I figure a lot of everyday folk who are annoyed by feminists probably don’t understand feminism for what it is anyway: a movement to end the physical, mental, spiritual, legal, and every other kind of injustice against women. It’s not about female domination or superiority.
We have to reverse the effects of desensitization and open our hearts to the suffering and the pain of women and girls in Egypt and internationally, that has stemmed from so many years of smothering, suppression, inequality, discrimination and yes, impunity. But, we must also be willing to take it one step further.
We must be willing to DEMAND our rights. Not just as women, but as a community of women and men, marching and rising together to build a society founded on justice and accountability and where everyone can thrive freely and equally.
I want to see education initiatives throughout the whole of our society to dispel the fog around boy-girl relationships and interactions. I want to see movements started in every organization, every church, every mosque, and every academic institution to shift the mindset that women are nothing more than sexual temptation. I want it to be made clear that men who supposedly ‘give in’ to the unavoidable and irresistible temptation to violate women are NOT victims.
I want there to be accountability and a just set of laws to protect every woman walking down the street, so that they can walk and dress freely without worrying incessantly about being sexually harassed.
I want there to be indisputable laws implemented to outlaw the practice of female genital mutilation and I want our respected religious leaders to be heavily and passionately involved in those campaigns.
I want rapists held responsible and fittingly punished for their crimes.
I want economic independence and job opportunities for women in abusive situations so that they feel empowered enough to get up, take their children and leave, without being afraid that society will be against them for taking a stand against their abusers and wanting to protect their children.

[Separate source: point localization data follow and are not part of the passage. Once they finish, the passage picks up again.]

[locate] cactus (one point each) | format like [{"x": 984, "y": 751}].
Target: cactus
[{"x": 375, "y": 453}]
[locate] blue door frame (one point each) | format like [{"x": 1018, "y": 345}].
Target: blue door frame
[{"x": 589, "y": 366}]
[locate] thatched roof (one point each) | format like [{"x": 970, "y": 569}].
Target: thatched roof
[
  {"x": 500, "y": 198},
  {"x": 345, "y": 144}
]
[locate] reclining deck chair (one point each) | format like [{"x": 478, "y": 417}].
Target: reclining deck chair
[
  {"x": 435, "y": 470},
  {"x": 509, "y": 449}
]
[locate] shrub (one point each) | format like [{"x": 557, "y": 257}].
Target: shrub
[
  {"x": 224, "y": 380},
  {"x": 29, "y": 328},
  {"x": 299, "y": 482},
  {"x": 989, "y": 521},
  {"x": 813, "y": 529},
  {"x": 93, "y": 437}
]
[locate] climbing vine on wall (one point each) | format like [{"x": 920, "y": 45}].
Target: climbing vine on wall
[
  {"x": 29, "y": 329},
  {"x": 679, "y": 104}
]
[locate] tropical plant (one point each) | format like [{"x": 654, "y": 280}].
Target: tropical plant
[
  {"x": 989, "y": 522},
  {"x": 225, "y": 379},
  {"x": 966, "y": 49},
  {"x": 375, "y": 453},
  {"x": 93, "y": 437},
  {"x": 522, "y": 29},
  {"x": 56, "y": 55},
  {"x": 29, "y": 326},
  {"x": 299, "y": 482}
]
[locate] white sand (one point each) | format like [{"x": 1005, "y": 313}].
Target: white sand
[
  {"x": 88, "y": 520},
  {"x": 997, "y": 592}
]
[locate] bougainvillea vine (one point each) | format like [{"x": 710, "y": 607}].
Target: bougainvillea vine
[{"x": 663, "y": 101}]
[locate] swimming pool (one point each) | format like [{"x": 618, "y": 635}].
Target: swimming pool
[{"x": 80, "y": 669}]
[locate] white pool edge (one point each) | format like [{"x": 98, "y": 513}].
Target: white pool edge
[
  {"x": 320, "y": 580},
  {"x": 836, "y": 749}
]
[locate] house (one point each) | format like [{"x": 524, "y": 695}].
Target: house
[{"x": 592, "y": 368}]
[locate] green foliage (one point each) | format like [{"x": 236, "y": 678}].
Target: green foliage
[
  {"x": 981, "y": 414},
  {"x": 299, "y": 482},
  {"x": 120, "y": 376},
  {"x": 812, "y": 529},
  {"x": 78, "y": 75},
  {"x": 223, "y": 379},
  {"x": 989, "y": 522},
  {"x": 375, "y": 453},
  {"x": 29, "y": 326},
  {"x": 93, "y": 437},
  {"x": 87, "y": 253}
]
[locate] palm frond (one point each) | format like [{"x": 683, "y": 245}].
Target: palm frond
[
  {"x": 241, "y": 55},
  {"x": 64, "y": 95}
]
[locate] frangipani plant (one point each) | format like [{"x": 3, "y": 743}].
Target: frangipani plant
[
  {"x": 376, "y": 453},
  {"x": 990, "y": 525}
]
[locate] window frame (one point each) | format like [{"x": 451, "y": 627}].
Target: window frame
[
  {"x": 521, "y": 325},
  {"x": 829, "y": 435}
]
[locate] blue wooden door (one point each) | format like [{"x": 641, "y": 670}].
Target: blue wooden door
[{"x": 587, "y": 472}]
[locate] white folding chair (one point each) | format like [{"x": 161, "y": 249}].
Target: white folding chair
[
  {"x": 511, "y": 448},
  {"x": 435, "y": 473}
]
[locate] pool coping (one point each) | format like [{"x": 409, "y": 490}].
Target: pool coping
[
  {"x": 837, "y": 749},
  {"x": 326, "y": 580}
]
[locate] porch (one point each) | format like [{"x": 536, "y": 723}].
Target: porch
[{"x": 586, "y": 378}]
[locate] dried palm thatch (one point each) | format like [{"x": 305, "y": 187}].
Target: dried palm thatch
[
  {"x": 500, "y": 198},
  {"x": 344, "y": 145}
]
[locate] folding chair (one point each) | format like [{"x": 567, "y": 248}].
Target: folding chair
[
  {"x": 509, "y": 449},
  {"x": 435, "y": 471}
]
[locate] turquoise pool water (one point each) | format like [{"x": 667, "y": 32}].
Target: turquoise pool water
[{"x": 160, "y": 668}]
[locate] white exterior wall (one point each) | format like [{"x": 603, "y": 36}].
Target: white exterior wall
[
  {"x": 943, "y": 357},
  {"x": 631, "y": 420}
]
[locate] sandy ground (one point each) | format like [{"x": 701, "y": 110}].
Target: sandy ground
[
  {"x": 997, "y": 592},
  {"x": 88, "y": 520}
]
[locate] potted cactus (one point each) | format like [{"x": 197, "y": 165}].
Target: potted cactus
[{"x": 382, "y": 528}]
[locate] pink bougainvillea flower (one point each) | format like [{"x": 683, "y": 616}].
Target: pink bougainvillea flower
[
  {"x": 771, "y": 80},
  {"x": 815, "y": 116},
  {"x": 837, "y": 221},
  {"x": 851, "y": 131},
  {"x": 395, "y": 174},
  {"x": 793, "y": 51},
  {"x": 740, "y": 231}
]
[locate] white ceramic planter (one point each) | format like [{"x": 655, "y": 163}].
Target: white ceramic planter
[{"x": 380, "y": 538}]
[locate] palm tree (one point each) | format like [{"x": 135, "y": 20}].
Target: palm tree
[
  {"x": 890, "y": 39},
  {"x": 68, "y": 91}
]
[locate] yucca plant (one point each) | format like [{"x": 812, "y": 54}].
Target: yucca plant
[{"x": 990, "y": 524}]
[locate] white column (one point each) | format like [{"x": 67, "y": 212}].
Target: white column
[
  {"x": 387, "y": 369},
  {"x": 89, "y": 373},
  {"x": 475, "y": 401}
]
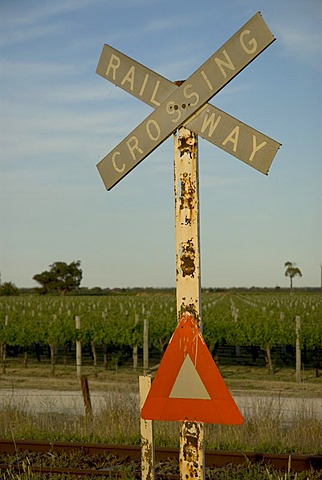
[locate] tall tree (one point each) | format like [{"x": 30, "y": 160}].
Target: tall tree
[
  {"x": 61, "y": 278},
  {"x": 292, "y": 271},
  {"x": 8, "y": 288}
]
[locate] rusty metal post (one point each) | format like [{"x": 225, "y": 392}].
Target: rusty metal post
[{"x": 188, "y": 285}]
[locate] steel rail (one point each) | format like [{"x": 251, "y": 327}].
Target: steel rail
[{"x": 214, "y": 458}]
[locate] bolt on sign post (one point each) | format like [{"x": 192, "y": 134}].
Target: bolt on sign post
[{"x": 183, "y": 388}]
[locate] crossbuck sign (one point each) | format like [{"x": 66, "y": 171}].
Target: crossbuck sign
[{"x": 186, "y": 105}]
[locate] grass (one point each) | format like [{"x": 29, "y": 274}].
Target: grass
[
  {"x": 266, "y": 430},
  {"x": 118, "y": 422}
]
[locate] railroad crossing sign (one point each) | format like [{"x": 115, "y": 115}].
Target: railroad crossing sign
[
  {"x": 187, "y": 104},
  {"x": 183, "y": 108},
  {"x": 188, "y": 385}
]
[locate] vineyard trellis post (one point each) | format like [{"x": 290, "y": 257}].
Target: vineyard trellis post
[
  {"x": 298, "y": 348},
  {"x": 78, "y": 348}
]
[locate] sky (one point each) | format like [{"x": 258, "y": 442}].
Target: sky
[{"x": 58, "y": 119}]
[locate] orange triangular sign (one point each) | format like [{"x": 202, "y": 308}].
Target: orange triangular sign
[{"x": 188, "y": 384}]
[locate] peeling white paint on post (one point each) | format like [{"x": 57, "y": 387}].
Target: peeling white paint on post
[
  {"x": 188, "y": 285},
  {"x": 147, "y": 433}
]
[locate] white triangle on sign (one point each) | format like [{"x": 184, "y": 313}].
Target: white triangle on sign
[{"x": 188, "y": 383}]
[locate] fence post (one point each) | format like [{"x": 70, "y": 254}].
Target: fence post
[
  {"x": 147, "y": 434},
  {"x": 298, "y": 348},
  {"x": 145, "y": 345},
  {"x": 78, "y": 349}
]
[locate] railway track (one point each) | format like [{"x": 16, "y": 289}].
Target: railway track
[{"x": 214, "y": 458}]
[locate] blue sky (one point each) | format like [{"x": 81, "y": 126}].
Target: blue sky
[{"x": 58, "y": 119}]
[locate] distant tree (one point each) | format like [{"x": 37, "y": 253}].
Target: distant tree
[
  {"x": 8, "y": 288},
  {"x": 292, "y": 271},
  {"x": 61, "y": 278}
]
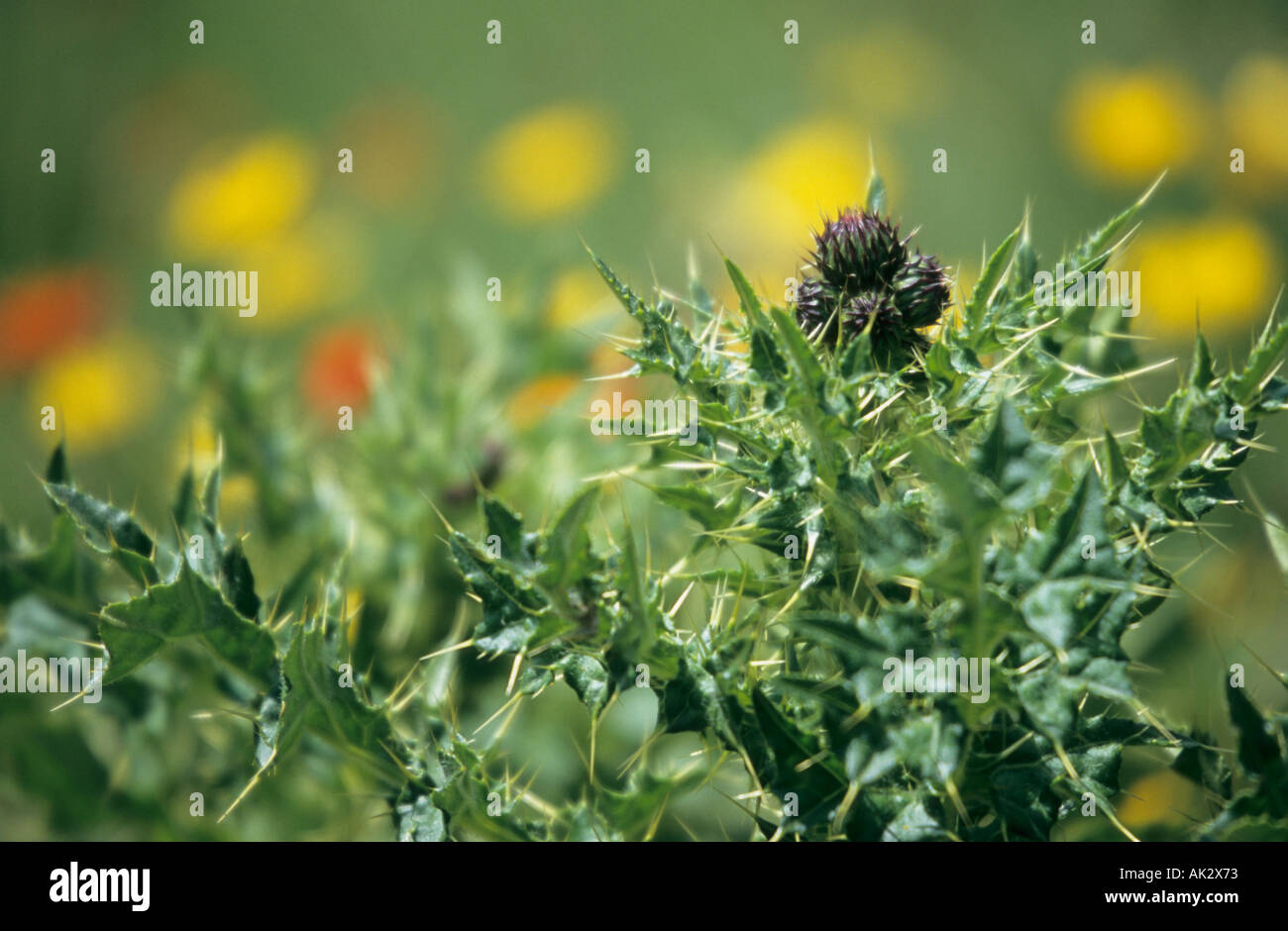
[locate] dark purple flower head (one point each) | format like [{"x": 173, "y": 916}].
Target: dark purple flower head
[{"x": 864, "y": 278}]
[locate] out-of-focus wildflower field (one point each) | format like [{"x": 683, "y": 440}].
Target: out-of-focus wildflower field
[{"x": 476, "y": 161}]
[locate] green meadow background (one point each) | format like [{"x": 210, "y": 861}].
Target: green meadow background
[{"x": 473, "y": 161}]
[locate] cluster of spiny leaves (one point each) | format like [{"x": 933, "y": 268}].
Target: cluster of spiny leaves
[
  {"x": 951, "y": 506},
  {"x": 941, "y": 504}
]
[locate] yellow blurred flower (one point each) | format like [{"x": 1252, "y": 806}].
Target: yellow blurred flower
[
  {"x": 97, "y": 390},
  {"x": 1256, "y": 101},
  {"x": 887, "y": 71},
  {"x": 548, "y": 162},
  {"x": 578, "y": 296},
  {"x": 320, "y": 264},
  {"x": 253, "y": 193},
  {"x": 1222, "y": 265},
  {"x": 198, "y": 447},
  {"x": 1159, "y": 798},
  {"x": 805, "y": 171},
  {"x": 536, "y": 399},
  {"x": 1127, "y": 127}
]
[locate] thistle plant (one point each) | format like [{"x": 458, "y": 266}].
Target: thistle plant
[
  {"x": 866, "y": 279},
  {"x": 861, "y": 491}
]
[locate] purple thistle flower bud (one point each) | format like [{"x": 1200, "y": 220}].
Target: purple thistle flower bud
[{"x": 866, "y": 275}]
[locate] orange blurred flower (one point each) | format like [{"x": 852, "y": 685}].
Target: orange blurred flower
[
  {"x": 338, "y": 367},
  {"x": 44, "y": 312},
  {"x": 531, "y": 403}
]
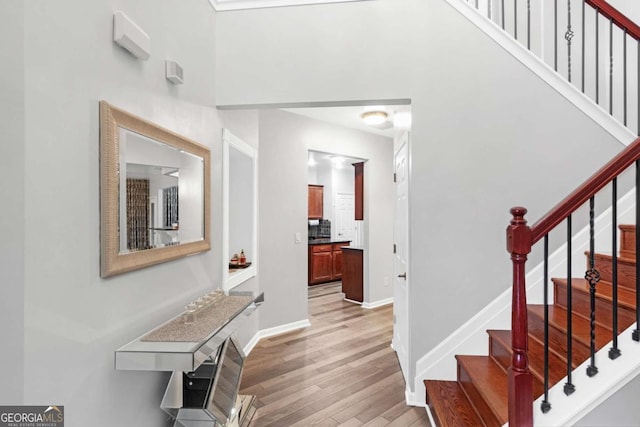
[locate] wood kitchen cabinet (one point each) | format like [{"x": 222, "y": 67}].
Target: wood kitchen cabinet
[
  {"x": 352, "y": 274},
  {"x": 316, "y": 201},
  {"x": 325, "y": 262}
]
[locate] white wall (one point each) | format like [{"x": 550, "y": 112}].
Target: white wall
[
  {"x": 620, "y": 410},
  {"x": 12, "y": 183},
  {"x": 244, "y": 124},
  {"x": 487, "y": 134},
  {"x": 283, "y": 204},
  {"x": 73, "y": 320}
]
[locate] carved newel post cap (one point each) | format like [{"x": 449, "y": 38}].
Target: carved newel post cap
[{"x": 518, "y": 211}]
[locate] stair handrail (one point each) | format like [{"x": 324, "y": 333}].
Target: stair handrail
[
  {"x": 591, "y": 186},
  {"x": 520, "y": 239},
  {"x": 616, "y": 16}
]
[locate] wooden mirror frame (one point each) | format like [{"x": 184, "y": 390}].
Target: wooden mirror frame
[{"x": 112, "y": 262}]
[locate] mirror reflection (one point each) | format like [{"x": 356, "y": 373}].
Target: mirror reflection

I want to foster dialogue between women and men, in every sect and in every division of society. I want to redefine the soiled notion of what feminism and the women’s movement is in the minds of millions across Egypt. I want our unification to produce a loud, prominent voice that cannot be disregarded or ignored when it comes to the demanding of justice for women in our country.
Those are only some of the things that I want!
Last year in February, in our own way, Cairo rose to participate in One Billion Rising, and we got to speak out, to raise awareness and to dance to celebrate women and girls everywhere. And though it was a small event, it affirmed my belief that there is a definite light at the end of the dark tunnel that is injustice and complacency.
I am not resigning my Egyptian sisters to a life of silence, shame and abuse because I offend some people by speaking out or because, even within me, I know it is a monstrously big task and that I will be going up against some serious giants. I choose to speak and to demand justice.
And I hope you will join me also. Next month, I will be rising and demanding justice for our Egyptian women. Cairo will be rising again this year and I invite you join us and to speak out and demand justice, wherever you are.